Since Straley is from Sitka, Alaska, he has intimate knowledge of unconventional, small town life. Cold Storage itself is a major player in this tale of two brothers, who have led vastly different lives. As the story unfolds, Straley reveals his characters with unflinching pride and doesn’t mock or belittle their unique take on life.
The story opens in April with Clive McCahon walking out of prison after seven long years in the state of Washington. All he can think about is eating a fresh salad. After that, he wants to retrieve his faithful dog and get back his hard earned money, which he earned selling drugs.
Back home in Cold Storage, Alaska, Clive’s younger and straight arrow brother, Miles, continues taking care of their mother, Annabelle, and the town’s population of 150 souls. Miles was a war hero in the first Gulf war and is the town’s physician’s assistant, the closest thing to a doctor this side of Sitka. He has been thinking about leaving town since there are no single, age-appropriate women available, and the townspeople seem to glory in their lack of healthy living. Hard drinking and depression are the big winners in this small, coastal fishing village, and Miles is getting tired of losing this fight.
Meanwhile Clive learns from Oscar, a former coworker, that his dog died. This news hits him hard, but as a consolation, Oscar offers him the intimidating, scarred guard dog from the storage business owned by Jake, Clive’s former boss. The dog, Little Brother, figures prominently in Clive’s future.
Clive decides the criminal life is not for him, and he has a plan to go home and be a productive member of society. Straley’s description of Clive’s attempt to get Little Brother back to Cold Storage in a small plane flying out of Juneau is both terrifying and hysterical. This episode sets the tone of events to comem and, unfortunately, Annabelle does not get to see Clive’s return.
At the clinic, one of Miles’ patients, Billy Cox, a former band member, wants to kayak to Seattle to see the Dalai Lama. As he trains for this Olympic styled event, Miles must patch up his sores while trying to talk him out of this ill-advised trip. Billy follows though with his plan and starts South. After a sea disaster, he ends up on cruise ship and joins a new band with a fetching manager, Bonnie. Months later after another milder setback, he returns to Cold Storage with his band, Blind Monkey. This is a good thing for Clive since he has realized his dream of reopening the only bar/church in town and can use some entertainment to jazz up the place, improbably named Mouse Miller’s Love Nest.

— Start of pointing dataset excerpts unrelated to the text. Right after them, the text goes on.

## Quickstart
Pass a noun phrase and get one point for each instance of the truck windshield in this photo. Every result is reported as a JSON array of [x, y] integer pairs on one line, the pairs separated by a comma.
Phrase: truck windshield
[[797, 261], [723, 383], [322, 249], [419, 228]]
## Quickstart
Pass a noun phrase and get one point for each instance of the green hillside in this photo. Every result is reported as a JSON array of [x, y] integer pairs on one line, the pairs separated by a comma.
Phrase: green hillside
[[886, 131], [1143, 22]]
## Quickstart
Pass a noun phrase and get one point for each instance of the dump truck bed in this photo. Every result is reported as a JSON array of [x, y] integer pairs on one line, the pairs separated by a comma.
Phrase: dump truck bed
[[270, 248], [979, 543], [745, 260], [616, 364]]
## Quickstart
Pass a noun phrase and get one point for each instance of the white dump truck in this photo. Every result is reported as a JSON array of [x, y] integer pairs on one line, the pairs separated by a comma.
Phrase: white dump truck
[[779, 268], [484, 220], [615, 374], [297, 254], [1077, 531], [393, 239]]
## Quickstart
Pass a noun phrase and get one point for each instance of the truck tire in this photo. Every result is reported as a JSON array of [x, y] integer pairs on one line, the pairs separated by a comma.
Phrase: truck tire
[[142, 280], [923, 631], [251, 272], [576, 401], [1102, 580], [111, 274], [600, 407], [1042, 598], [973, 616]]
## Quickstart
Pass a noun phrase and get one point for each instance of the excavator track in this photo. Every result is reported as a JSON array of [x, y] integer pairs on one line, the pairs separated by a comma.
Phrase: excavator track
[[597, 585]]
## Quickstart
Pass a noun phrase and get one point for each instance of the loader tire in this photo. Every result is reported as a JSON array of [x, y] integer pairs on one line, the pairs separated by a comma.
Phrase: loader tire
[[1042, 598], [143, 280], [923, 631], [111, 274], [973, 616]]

When Jake arrives in town to try to get Clive’s money and to try to realize his own dream of making a successful movie (Being a drug kingpin was only his day job), the action in Cold Storage really goes into overdrive. This event also secures Little Brother’s title as the scariest dog in the state.
Straley’s portrayal of Cold Storage, Alaska – a small town on the edge of extinction – and it’s colorful and eccentric characters is a crime novel replete with literary prose. His description of the human condition as played out by his band of characters ranges from pathetic to amazingly humorous. Straley crafts characters grabbing readers, and he pulls them into the messy, fascinating lives of Miles, Clive and the others. They all live in a place that becomes the leading character of this screwball mystery of a story. This is a book that is a joy to read.